SAN FRANCISCO — Demonstrations of the unique, three-dimensional, cloud-imaging capabilities of the Multi-angle Imaging Spectro-Radiometer — one of the instruments on the satellite Terra — will be among highlights presented at a special session devoted to the satellite at the American Geophysical Union Fall Meeting on Tuesday morning, Dec. 19.

Lofted into orbit on Dec. 18, 1999, Terra is the flagship of NASA’s Earth Observing System Program, an international effort to monitor Earth’s climate during the next 15 years. The satellite’s five instruments will help scientists understand how clouds, aerosols, air pollutants, oceans, vegetation and ice cover interact and impact the climate.

“Our ‘first-look’ results with MISR are very encouraging,” said Larry Di Girolamo, a professor of atmospheric sciences at the University of Illinois. “MISR is the first instrument to make global, high-resolution, multi-angle, multi-spectral radiometric measurements of Earth from space. The instrument can characterize cloud, aerosol and surface properties in a manner no other satellite has been capable of.”

Unlike traditional meteorological satellites that have only one camera, MISR has nine cameras that successively view portions of the planet in four spectral bands.

“By combining spectral and angular signatures, we can gather much more information about atmospheric or surface features,” Di Girolamo said.”The use of multiple cameras also permits stereoscopic imaging, allowing us to look at clouds in 3-D.”

By fusing the views from different cameras, researchers can also pick out the wind field at different cloud elevations. “For example, we can observe the rotation of a hurricane at various altitudes in 3-D,” Di Girolamo said. “This has never before been done with a polar-orbiting instrument.”

MISR’s geometrical measurement technique also permits reliable detection of clouds over terrain that is typically very difficult to observe — such as desert sand and arctic snow mass. In such environments, traditional single-view techniques are often unable to differentiate cloud cover from surface features.

The accurate measurement of polar cloud cover is particularly important to climatologists in modeling global warming. “Since Terra was launched, we’ve been checking out the instruments and verifying that the data-processing algorithms are working correctly,” Di Girolamo said.

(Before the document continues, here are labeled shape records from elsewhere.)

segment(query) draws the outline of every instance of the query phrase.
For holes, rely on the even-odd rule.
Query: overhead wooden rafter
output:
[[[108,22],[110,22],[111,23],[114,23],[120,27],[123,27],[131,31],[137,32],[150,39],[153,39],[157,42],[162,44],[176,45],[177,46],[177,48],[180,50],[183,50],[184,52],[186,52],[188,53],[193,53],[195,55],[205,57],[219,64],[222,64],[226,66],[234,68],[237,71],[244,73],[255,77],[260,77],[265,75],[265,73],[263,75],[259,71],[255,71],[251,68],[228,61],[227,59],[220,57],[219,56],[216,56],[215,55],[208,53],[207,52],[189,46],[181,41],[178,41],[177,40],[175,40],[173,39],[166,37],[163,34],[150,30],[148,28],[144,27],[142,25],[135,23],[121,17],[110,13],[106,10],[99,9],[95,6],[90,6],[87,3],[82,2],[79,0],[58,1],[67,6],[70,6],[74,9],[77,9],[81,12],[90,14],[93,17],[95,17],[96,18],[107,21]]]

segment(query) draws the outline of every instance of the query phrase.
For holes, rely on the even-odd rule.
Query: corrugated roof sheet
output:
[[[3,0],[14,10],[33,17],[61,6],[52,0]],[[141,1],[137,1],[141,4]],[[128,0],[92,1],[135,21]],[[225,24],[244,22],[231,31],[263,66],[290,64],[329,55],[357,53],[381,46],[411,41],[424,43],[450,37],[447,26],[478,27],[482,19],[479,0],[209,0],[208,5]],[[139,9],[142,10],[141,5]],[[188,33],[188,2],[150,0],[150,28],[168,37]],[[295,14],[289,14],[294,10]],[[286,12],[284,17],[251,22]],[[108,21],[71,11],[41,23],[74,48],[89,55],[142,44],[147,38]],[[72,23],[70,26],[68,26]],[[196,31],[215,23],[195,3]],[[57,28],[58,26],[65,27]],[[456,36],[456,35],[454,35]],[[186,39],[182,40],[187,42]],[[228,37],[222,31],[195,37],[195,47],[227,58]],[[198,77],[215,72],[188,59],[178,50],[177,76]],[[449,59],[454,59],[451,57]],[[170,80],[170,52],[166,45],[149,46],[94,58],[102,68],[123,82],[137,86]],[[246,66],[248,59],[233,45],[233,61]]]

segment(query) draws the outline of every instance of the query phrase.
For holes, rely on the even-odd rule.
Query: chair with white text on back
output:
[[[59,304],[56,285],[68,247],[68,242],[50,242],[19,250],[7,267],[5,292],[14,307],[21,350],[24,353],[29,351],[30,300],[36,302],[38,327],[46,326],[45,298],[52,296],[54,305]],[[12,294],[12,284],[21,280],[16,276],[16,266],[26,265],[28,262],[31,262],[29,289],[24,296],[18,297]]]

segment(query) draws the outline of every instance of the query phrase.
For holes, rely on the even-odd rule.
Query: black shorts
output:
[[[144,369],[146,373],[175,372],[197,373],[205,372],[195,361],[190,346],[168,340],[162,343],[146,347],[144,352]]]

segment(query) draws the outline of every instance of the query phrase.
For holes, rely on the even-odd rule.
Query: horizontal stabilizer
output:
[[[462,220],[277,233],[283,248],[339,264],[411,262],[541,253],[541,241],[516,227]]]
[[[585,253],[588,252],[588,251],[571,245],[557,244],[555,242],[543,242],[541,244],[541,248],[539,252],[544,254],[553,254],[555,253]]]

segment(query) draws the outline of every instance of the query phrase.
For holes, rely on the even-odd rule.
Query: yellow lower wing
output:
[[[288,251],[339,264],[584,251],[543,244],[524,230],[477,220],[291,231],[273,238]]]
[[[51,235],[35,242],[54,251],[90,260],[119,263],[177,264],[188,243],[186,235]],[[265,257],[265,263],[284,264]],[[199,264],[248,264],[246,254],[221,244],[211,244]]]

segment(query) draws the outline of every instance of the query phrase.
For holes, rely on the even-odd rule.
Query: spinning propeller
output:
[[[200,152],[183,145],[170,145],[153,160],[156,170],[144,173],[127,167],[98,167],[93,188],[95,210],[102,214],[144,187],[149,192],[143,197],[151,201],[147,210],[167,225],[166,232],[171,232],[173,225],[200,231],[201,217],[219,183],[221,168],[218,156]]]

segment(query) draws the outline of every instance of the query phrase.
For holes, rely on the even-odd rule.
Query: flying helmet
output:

The algorithms convert the raw data into meaningful geophysical products – such as cloud cover, surface reflectance, cloud albedo and cloud height.

“Currently, we can’t keep up with the tremendous amount of data coming in, so some of the higher-level products are not being generated for all of the data,” Di Girolamo said. “No information is being lost – it’s all being stored for a time when we have bigger, faster computers. Then we will go back and process all of the data.”

The MISR cloud-imaging project is a collaboration between researchers at the UI, Jet Propulsion Laboratory, University of Arizona and University College London.